We hardly use butter - but just now it's new potatoes and butter time :) I freeze butter in slices and take it out a slice at a time. Lasts ages here. Would never put butter in a sandwich. That's what hummous/chutney/mustard is for.

PorkPieForStarters · 11/06/2024 16:30

PorkPieForStarters · 11/06/2024 16:19

Get one of those butter knives with holes in, they work on cold butter.

Sorry, can't work out how to edit my last message.

They make scraping to spread much easier in my experience.

How are you supposed to actually use butter?
pandora206 · 11/06/2024 16:32

I have an old fashioned butter curler thingy too, which gives beautiful little curls to spread. I found the curler on eBay.

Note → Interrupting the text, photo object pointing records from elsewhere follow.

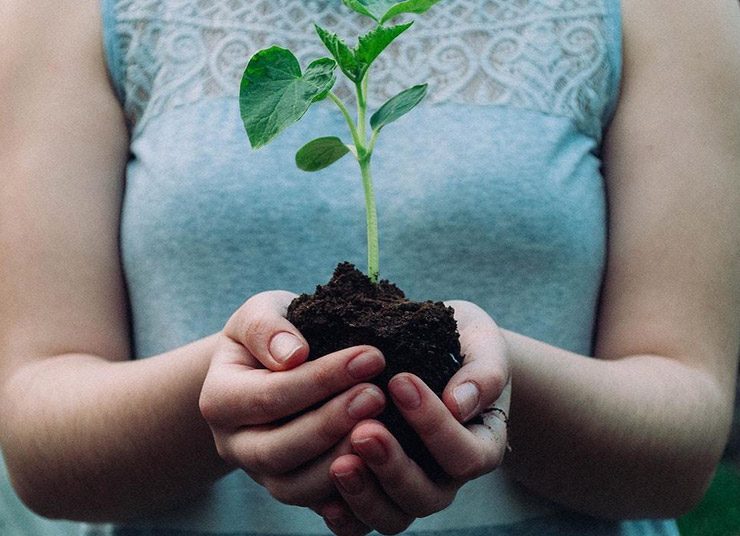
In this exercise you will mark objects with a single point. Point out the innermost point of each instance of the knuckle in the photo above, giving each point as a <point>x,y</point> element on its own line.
<point>330,430</point>
<point>209,406</point>
<point>261,458</point>
<point>324,377</point>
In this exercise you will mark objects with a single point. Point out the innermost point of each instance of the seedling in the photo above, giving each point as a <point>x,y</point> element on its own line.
<point>275,94</point>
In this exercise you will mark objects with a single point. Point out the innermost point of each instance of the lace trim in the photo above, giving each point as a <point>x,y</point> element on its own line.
<point>545,55</point>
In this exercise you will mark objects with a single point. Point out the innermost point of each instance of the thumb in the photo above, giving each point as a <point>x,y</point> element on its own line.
<point>261,327</point>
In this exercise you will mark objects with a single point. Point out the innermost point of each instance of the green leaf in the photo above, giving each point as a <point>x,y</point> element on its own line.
<point>274,93</point>
<point>320,153</point>
<point>344,55</point>
<point>384,10</point>
<point>355,62</point>
<point>398,106</point>
<point>409,6</point>
<point>373,43</point>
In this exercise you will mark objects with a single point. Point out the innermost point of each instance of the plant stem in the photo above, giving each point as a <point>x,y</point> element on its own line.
<point>372,220</point>
<point>359,142</point>
<point>361,87</point>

I also make my own version of spreadable by beating butter and oil (a combination of sunflower and olive) in the food processor, which is an easy option for spreading.

IncompleteSenten · 11/06/2024 16:34

Cut bits off the block and put them in the butter dish. Estimate what you'd use in a few days, maybe 50g? Or 25g?

That way you've always got some at room temperature but you're not keeping a whole block out.

user09876543 · 11/06/2024 16:35

I have a French butter crock (although available on Amazon). The butter dish is covered in water and the butter stays at the temperature of the water - ie cool but spreadable. It means the butter is kept out all the time and is always spreadable but never goes rancid. It’s one of my favourite things

AintNobodyHereButUsChickens · 11/06/2024 16:41

user09876543 · 11/06/2024 16:35

I have a French butter crock (although available on Amazon). The butter dish is covered in water and the butter stays at the temperature of the water - ie cool but spreadable. It means the butter is kept out all the time and is always spreadable but never goes rancid. It’s one of my favourite things

I’ve looked at those but it says you should change the water every day and there’s no way I’d ever remember to do that 🤣

OP posts:
olderbutwiser · 11/06/2024 16:41

It's really weird that yours is still rock hard after all this time out. I know the weather is rubbish but I can't believe it's less than 20c in your house.

Our butter stays out in a butterdish 24/7 and now I need to go and have a slice of bread with butter and honey on it with a cup of tea.

EatCrow · 11/06/2024 16:43

I use a sharp knife and slice it. The fact that it doesn’t slice thinly is my excuse to be a greedy pig.